2. Stop Words & Noise Words

Your discovery software shouldn’t ignore characters or even entire words. But in many platforms, that’s the default. These platforms skip over words like “and,” “or,” and “not” because they use these words for their Boolean searches. That means that if you’re looking for a phrase such as “peanut butter or jelly” you will not be able to find it without difficult customization work. You could find peanut butter. You could find jelly. But you won’t find the phrase you want, because the search engine ignores a term by default.

Some products also skip over what are called “noise words.” These are words that the product has decided just don’t matter much, words like then, about, each, never, etc. One of the leading eDiscovery technologies excludes single letters, punctuation marks, and 112 default words. If a character is not indexed, it simply doesn’t exist in the search engine’s mind. You cannot find it. This leads to absurd situations where discovery software can’t even find the phrase “e-discovery.”

A reliable discovery platform should index all characters and allow you to search for whatever information you need, including all those ifs, ands, and buts. In Logikcull, that’s how it’s done.

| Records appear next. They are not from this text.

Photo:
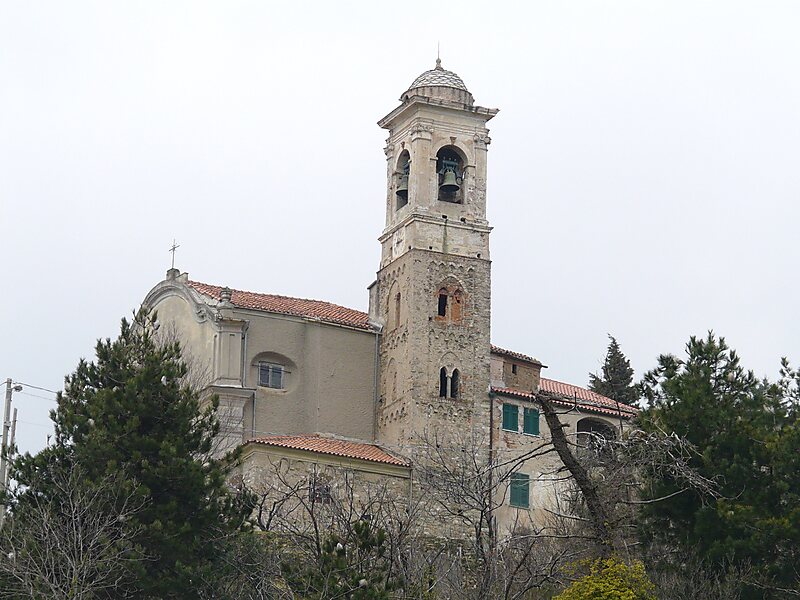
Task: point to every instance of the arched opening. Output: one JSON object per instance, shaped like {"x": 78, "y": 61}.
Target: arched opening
{"x": 401, "y": 178}
{"x": 393, "y": 306}
{"x": 444, "y": 296}
{"x": 450, "y": 169}
{"x": 450, "y": 300}
{"x": 443, "y": 383}
{"x": 397, "y": 301}
{"x": 455, "y": 382}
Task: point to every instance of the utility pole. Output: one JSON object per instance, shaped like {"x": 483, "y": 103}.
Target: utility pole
{"x": 10, "y": 389}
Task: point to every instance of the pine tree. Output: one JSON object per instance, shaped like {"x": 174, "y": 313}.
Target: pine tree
{"x": 746, "y": 433}
{"x": 130, "y": 414}
{"x": 616, "y": 378}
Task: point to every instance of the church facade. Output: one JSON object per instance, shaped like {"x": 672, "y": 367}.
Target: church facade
{"x": 327, "y": 387}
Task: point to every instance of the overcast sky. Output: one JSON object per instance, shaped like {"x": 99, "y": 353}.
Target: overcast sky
{"x": 644, "y": 174}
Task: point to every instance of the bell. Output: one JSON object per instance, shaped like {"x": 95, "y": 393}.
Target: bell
{"x": 449, "y": 184}
{"x": 402, "y": 186}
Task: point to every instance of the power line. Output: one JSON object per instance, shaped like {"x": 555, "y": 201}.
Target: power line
{"x": 37, "y": 396}
{"x": 36, "y": 387}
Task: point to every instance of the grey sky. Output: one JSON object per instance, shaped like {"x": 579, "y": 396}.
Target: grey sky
{"x": 643, "y": 175}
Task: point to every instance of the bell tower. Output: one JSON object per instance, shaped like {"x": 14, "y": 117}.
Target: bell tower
{"x": 432, "y": 295}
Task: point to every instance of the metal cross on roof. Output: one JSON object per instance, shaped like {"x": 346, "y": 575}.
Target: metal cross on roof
{"x": 172, "y": 249}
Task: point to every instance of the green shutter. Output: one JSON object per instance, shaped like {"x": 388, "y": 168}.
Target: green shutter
{"x": 511, "y": 417}
{"x": 520, "y": 490}
{"x": 530, "y": 422}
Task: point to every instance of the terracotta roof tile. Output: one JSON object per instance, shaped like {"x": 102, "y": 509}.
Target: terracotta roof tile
{"x": 334, "y": 447}
{"x": 299, "y": 307}
{"x": 517, "y": 355}
{"x": 572, "y": 394}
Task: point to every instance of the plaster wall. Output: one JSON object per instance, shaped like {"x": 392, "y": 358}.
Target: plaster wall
{"x": 329, "y": 377}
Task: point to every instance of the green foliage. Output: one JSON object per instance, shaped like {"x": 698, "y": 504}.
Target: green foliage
{"x": 610, "y": 579}
{"x": 354, "y": 567}
{"x": 131, "y": 414}
{"x": 746, "y": 433}
{"x": 616, "y": 378}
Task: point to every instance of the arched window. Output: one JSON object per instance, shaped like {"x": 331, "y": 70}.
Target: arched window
{"x": 450, "y": 300}
{"x": 443, "y": 383}
{"x": 450, "y": 169}
{"x": 401, "y": 177}
{"x": 397, "y": 310}
{"x": 455, "y": 381}
{"x": 443, "y": 298}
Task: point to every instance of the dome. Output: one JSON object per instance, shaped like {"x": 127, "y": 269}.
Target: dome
{"x": 439, "y": 83}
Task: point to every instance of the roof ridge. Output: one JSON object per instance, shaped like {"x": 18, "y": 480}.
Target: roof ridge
{"x": 192, "y": 281}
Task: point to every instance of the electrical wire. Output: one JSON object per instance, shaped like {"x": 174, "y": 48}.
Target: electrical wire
{"x": 36, "y": 387}
{"x": 37, "y": 396}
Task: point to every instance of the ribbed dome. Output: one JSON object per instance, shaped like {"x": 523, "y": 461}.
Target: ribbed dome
{"x": 439, "y": 83}
{"x": 439, "y": 76}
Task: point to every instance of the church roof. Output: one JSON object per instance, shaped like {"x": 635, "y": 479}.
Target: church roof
{"x": 285, "y": 305}
{"x": 573, "y": 395}
{"x": 518, "y": 355}
{"x": 439, "y": 85}
{"x": 331, "y": 446}
{"x": 439, "y": 76}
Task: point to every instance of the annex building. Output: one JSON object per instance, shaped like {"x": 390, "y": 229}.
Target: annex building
{"x": 327, "y": 387}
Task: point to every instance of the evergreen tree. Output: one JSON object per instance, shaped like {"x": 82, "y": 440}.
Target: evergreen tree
{"x": 131, "y": 415}
{"x": 747, "y": 433}
{"x": 616, "y": 378}
{"x": 353, "y": 567}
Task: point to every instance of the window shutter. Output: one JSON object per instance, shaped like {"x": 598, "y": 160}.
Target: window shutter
{"x": 530, "y": 423}
{"x": 511, "y": 417}
{"x": 520, "y": 490}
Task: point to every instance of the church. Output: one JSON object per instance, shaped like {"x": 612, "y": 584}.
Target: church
{"x": 328, "y": 387}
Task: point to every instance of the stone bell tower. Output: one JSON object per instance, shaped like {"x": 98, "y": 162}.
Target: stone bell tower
{"x": 432, "y": 295}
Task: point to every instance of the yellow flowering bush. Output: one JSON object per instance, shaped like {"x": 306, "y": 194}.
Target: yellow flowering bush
{"x": 610, "y": 579}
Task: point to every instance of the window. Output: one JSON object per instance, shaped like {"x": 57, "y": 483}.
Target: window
{"x": 530, "y": 421}
{"x": 319, "y": 490}
{"x": 443, "y": 303}
{"x": 511, "y": 417}
{"x": 520, "y": 490}
{"x": 450, "y": 302}
{"x": 397, "y": 300}
{"x": 270, "y": 375}
{"x": 450, "y": 169}
{"x": 454, "y": 382}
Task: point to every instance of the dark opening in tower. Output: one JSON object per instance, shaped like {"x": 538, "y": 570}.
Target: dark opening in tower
{"x": 450, "y": 169}
{"x": 401, "y": 178}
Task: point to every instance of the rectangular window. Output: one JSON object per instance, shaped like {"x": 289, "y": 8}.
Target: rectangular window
{"x": 530, "y": 421}
{"x": 520, "y": 490}
{"x": 511, "y": 417}
{"x": 270, "y": 375}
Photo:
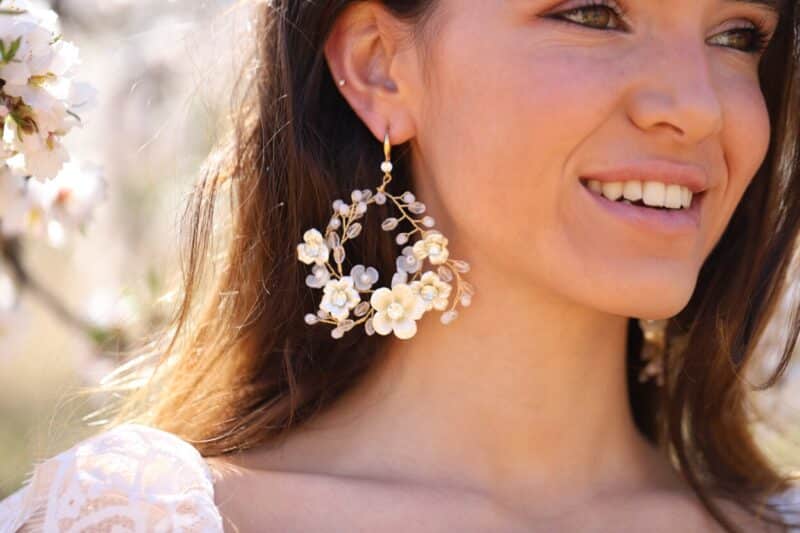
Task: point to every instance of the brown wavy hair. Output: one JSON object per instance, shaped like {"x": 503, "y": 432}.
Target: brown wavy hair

Logikcull’s Flex Search allows you to search for any word or character, so you can be confident that you’re finding the information you’re looking for. And because discovery shouldn’t require a PhD in information sciences, Logikcull’s search adopts to your search behaviors, recognizing if you’re using a specific search style and applying that behavior to provide you the best results. 


3. Hidden Files

Yes, documents can hide from you. For example, a Microsoft Word document can contain embedded files, such as images, spreadsheets or even entire PowerPoint presentations. Even PDFs can contain hidden attachments. To ensure that your search is accurate, you need to be able to access these files. Not every platform allows for this, however. Some, for example, do not extract embedded files. Others are incredibly inconsistent with them. You may have to dig through a nasty exception report just to know which documents failed extraction and which have been extracted. And if you don’t extract the hidden files and index them, the user has no idea that they exist and thus puts themselves at risk when running searches.

A reliable discovery platform should eliminate such risks, not create them. Logikcull extracts all of these documents and tags them with a QC Tag of “has embedded files” (see item 1, above) so that users can quickly identify the documents that may be hiding something.

 

If your discovery platform checks all three of these boxes, you can be confident in the accuracy and reliability of its search. If it doesn’t, you might be rolling the dice every time you go to review information.